Melihat keheningan guru kelas, seorang gadis di baris depan, berpikir bahwa dia telah menebak 'tujuannya,' berdiri dengan antusias dan berseru: "Semuanya! Kita akan menjadi teman sekelas, jadi mari kita perkenalkan diri sesuai susunan tempat duduk kita."
"Dengan cara ini, kita bisa saling mengenal lebih baik dan mencari teman dengan minat yang serupa. Selain itu, masih banyak waktu sebelum upacara masuk, jadi kita juga bisa memilih perwakilan kelas."
Gadis itu mengorganisir suasana dengan semangat besar, dan terlihat dari pidatonya bahwa dia tertarik untuk menjadi ketua kelas.

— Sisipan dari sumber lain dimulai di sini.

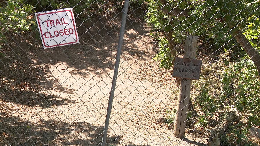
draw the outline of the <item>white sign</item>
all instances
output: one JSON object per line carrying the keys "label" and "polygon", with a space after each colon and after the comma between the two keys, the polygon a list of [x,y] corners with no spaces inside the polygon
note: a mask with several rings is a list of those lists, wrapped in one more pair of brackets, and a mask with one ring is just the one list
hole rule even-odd
{"label": "white sign", "polygon": [[72,8],[35,13],[44,49],[79,43]]}

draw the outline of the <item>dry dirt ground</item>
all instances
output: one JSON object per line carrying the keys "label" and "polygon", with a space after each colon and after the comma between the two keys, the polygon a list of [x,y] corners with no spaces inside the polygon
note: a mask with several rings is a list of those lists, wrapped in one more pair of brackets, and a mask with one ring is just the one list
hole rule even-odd
{"label": "dry dirt ground", "polygon": [[[127,21],[107,143],[204,145],[190,130],[175,138],[167,123],[178,89],[153,59],[142,13]],[[101,145],[121,16],[76,20],[80,43],[69,46],[43,50],[36,35],[10,34],[0,61],[0,145]]]}

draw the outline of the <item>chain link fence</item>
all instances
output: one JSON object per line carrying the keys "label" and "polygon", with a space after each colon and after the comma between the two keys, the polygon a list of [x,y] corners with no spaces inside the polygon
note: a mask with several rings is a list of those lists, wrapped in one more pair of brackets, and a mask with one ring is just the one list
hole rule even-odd
{"label": "chain link fence", "polygon": [[[260,145],[260,1],[131,0],[122,38],[125,3],[0,1],[0,145],[101,145],[120,39],[102,145]],[[179,138],[172,74],[191,35],[202,67]]]}

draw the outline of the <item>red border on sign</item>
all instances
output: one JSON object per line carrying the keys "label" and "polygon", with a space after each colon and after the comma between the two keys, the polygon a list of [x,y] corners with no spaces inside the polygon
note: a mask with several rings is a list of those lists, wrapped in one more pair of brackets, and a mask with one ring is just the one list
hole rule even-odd
{"label": "red border on sign", "polygon": [[[43,38],[44,38],[43,35],[42,34],[42,29],[41,28],[41,25],[40,25],[40,21],[39,20],[39,16],[40,15],[47,15],[47,14],[53,14],[53,13],[58,13],[59,12],[64,12],[68,11],[70,11],[70,14],[71,15],[71,18],[73,19],[72,20],[72,23],[73,24],[73,27],[74,27],[74,30],[75,32],[75,35],[76,35],[76,41],[75,42],[70,42],[69,43],[62,44],[58,44],[56,45],[53,45],[53,46],[46,46],[46,45],[45,45],[45,42],[44,41],[44,39]],[[75,19],[73,19],[73,15],[72,14],[72,11],[71,10],[62,10],[61,11],[55,11],[55,12],[50,12],[49,13],[45,13],[44,14],[39,14],[37,15],[37,19],[38,20],[38,24],[39,24],[39,27],[40,27],[40,31],[41,31],[41,34],[42,35],[42,40],[43,40],[43,45],[44,45],[44,46],[45,46],[45,47],[46,47],[47,48],[50,48],[51,47],[54,47],[55,46],[57,46],[59,45],[65,45],[65,44],[72,44],[73,43],[76,42],[77,42],[77,41],[78,40],[78,38],[77,37],[77,33],[76,33],[76,29],[75,28],[75,24],[74,24],[74,21]]]}

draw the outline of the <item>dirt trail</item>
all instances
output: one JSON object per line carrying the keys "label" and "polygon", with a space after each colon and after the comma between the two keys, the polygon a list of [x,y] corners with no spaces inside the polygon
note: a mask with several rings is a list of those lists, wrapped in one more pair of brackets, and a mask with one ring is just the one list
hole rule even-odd
{"label": "dirt trail", "polygon": [[[170,73],[163,73],[153,59],[158,51],[144,16],[130,17],[127,22],[108,142],[122,146],[202,145],[199,142],[205,141],[187,133],[191,141],[175,138],[173,126],[165,123],[166,111],[174,106],[173,93],[177,88]],[[35,139],[39,145],[100,145],[120,19],[119,15],[77,24],[81,44],[44,50],[47,55],[40,57],[48,65],[41,85],[48,89],[39,92],[56,97],[54,104],[31,107],[1,100],[1,104],[5,105],[3,108],[15,108],[8,113],[19,117],[13,120],[26,131],[25,143],[30,145],[33,143],[30,140]]]}

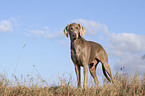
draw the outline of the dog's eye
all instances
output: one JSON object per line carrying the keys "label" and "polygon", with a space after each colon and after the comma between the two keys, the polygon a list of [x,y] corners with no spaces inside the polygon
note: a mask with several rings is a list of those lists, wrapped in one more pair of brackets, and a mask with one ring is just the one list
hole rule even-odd
{"label": "dog's eye", "polygon": [[76,29],[79,29],[78,27],[76,27]]}
{"label": "dog's eye", "polygon": [[70,28],[70,30],[72,31],[72,30],[73,30],[73,28]]}

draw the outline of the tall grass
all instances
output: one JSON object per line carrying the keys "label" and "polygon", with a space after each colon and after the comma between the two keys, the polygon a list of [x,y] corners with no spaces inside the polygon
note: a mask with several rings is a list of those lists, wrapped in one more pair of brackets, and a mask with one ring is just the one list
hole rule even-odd
{"label": "tall grass", "polygon": [[86,90],[77,88],[71,79],[59,78],[59,83],[50,86],[45,80],[38,77],[29,77],[23,81],[13,76],[13,81],[6,75],[0,75],[0,96],[145,96],[145,74],[139,76],[127,73],[116,73],[114,76],[117,86],[103,81],[103,85]]}

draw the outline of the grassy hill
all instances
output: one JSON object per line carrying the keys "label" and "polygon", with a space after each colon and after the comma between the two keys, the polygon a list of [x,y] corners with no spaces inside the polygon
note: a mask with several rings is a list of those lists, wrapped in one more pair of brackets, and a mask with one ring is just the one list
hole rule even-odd
{"label": "grassy hill", "polygon": [[49,86],[40,78],[22,82],[13,77],[14,80],[10,81],[5,75],[0,76],[0,96],[145,96],[145,74],[141,77],[116,73],[117,86],[104,80],[102,86],[90,86],[86,90],[73,86],[71,80],[62,79],[60,84]]}

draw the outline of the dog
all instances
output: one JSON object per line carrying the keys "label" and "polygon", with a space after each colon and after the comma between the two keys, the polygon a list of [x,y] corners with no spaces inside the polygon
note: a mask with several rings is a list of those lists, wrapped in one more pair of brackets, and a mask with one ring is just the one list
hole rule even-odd
{"label": "dog", "polygon": [[75,66],[78,87],[81,87],[81,66],[84,67],[84,88],[87,88],[88,69],[90,70],[90,73],[94,79],[95,86],[98,87],[99,81],[96,76],[96,67],[99,62],[102,63],[102,70],[105,77],[109,82],[112,80],[112,82],[115,84],[115,80],[111,74],[108,64],[107,53],[100,44],[87,41],[82,37],[86,33],[86,30],[83,26],[78,23],[69,24],[65,27],[63,33],[66,37],[69,36],[71,40],[71,59]]}

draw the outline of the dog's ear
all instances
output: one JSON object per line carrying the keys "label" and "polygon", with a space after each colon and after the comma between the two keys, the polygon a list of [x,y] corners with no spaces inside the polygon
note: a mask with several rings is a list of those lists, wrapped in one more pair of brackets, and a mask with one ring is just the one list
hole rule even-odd
{"label": "dog's ear", "polygon": [[80,36],[83,36],[86,33],[86,29],[82,25],[80,25],[80,24],[78,24],[78,25],[80,27]]}
{"label": "dog's ear", "polygon": [[69,27],[69,25],[66,26],[65,29],[63,30],[63,34],[64,34],[66,37],[68,37],[68,27]]}

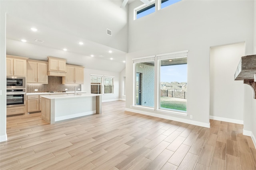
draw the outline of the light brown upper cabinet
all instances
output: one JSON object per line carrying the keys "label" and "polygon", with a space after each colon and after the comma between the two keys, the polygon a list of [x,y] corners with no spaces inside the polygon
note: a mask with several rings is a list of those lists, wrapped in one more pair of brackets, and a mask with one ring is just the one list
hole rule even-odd
{"label": "light brown upper cabinet", "polygon": [[48,76],[66,76],[66,60],[48,57]]}
{"label": "light brown upper cabinet", "polygon": [[62,77],[62,84],[83,84],[84,68],[80,66],[67,64],[67,74],[65,77]]}
{"label": "light brown upper cabinet", "polygon": [[6,55],[6,76],[26,77],[28,59]]}
{"label": "light brown upper cabinet", "polygon": [[27,82],[48,84],[47,63],[46,61],[28,60]]}

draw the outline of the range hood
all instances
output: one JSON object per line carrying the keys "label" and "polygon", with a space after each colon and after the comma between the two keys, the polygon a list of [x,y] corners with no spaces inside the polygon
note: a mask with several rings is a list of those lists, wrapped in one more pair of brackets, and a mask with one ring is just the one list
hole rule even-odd
{"label": "range hood", "polygon": [[244,80],[244,84],[252,87],[256,99],[256,55],[242,57],[234,77],[235,80]]}

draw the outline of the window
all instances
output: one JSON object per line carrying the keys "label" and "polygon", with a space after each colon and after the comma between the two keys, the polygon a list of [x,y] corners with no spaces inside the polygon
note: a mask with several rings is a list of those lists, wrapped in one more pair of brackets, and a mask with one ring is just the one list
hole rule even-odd
{"label": "window", "polygon": [[172,5],[178,2],[181,1],[182,0],[161,0],[161,9],[166,6]]}
{"label": "window", "polygon": [[134,105],[154,106],[154,58],[134,60]]}
{"label": "window", "polygon": [[148,6],[143,4],[134,9],[134,20],[139,19],[156,11],[154,1]]}
{"label": "window", "polygon": [[159,108],[187,110],[187,52],[158,56]]}
{"label": "window", "polygon": [[114,93],[114,77],[104,76],[104,93]]}
{"label": "window", "polygon": [[91,75],[91,93],[101,94],[102,76]]}

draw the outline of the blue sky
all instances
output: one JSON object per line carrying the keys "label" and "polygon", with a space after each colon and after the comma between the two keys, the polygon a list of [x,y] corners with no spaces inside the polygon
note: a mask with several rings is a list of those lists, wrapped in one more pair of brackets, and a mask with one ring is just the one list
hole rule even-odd
{"label": "blue sky", "polygon": [[174,65],[161,67],[161,82],[187,82],[187,64]]}
{"label": "blue sky", "polygon": [[[173,4],[175,4],[176,2],[181,1],[181,0],[169,0],[167,1],[166,1],[162,3],[161,5],[161,8],[164,8],[166,7],[169,5],[172,5]],[[136,18],[136,19],[139,19],[144,17],[144,16],[146,16],[147,15],[148,15],[152,13],[155,11],[156,7],[155,6],[152,7],[151,8],[150,8],[146,11],[137,14],[137,17]]]}

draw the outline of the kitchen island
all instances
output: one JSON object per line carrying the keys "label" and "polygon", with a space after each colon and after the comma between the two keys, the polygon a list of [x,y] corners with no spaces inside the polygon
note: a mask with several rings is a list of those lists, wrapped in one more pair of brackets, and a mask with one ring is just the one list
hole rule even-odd
{"label": "kitchen island", "polygon": [[42,118],[50,124],[94,113],[101,113],[100,94],[41,96]]}

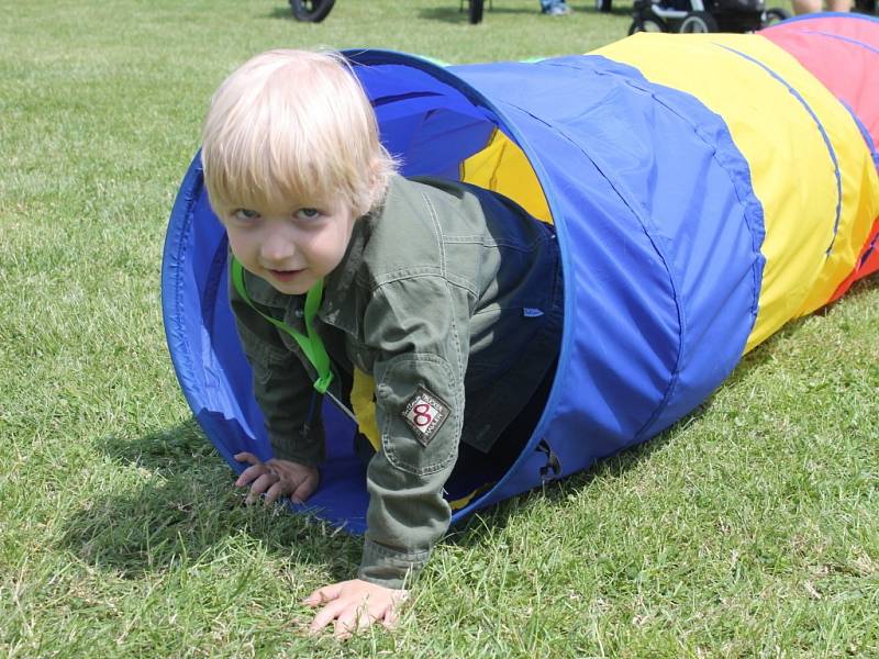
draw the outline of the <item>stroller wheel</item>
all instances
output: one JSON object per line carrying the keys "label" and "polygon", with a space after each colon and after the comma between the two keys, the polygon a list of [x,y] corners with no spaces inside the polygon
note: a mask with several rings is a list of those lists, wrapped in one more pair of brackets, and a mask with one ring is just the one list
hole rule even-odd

Tentu saja, tidak ada yang salah dengan itu. Dengan keheningan guru, memiliki seseorang yang meramaikan suasana dan bahkan mengambil tanggung jawab sebagai perwakilan kelas adalah hal baik bagi sebagian besar siswa.
Toh, kebanyakan siswa menganggap menjadi perwakilan kelas merepotkan dan tidak dihargai, tetapi itu adalah peran yang diperlukan. Jika ada yang bersedia memimpin, mereka lebih dari senang.
Melihat dukungan diam dari teman-teman sekelasnya, gadis itu menjadi lebih antusias, senyumnya semakin berseri-seri: "Maka aku akan mulai. Nama saya Shiho Manabe, dan hobi saya adalah..."
Saat Manabe sedang dengan antusias memperkenalkan diri. Dari tengah kelas, suara yang jengkel menginterupsi: "Ini membosankan sekali, kamu bisa diam sekarang."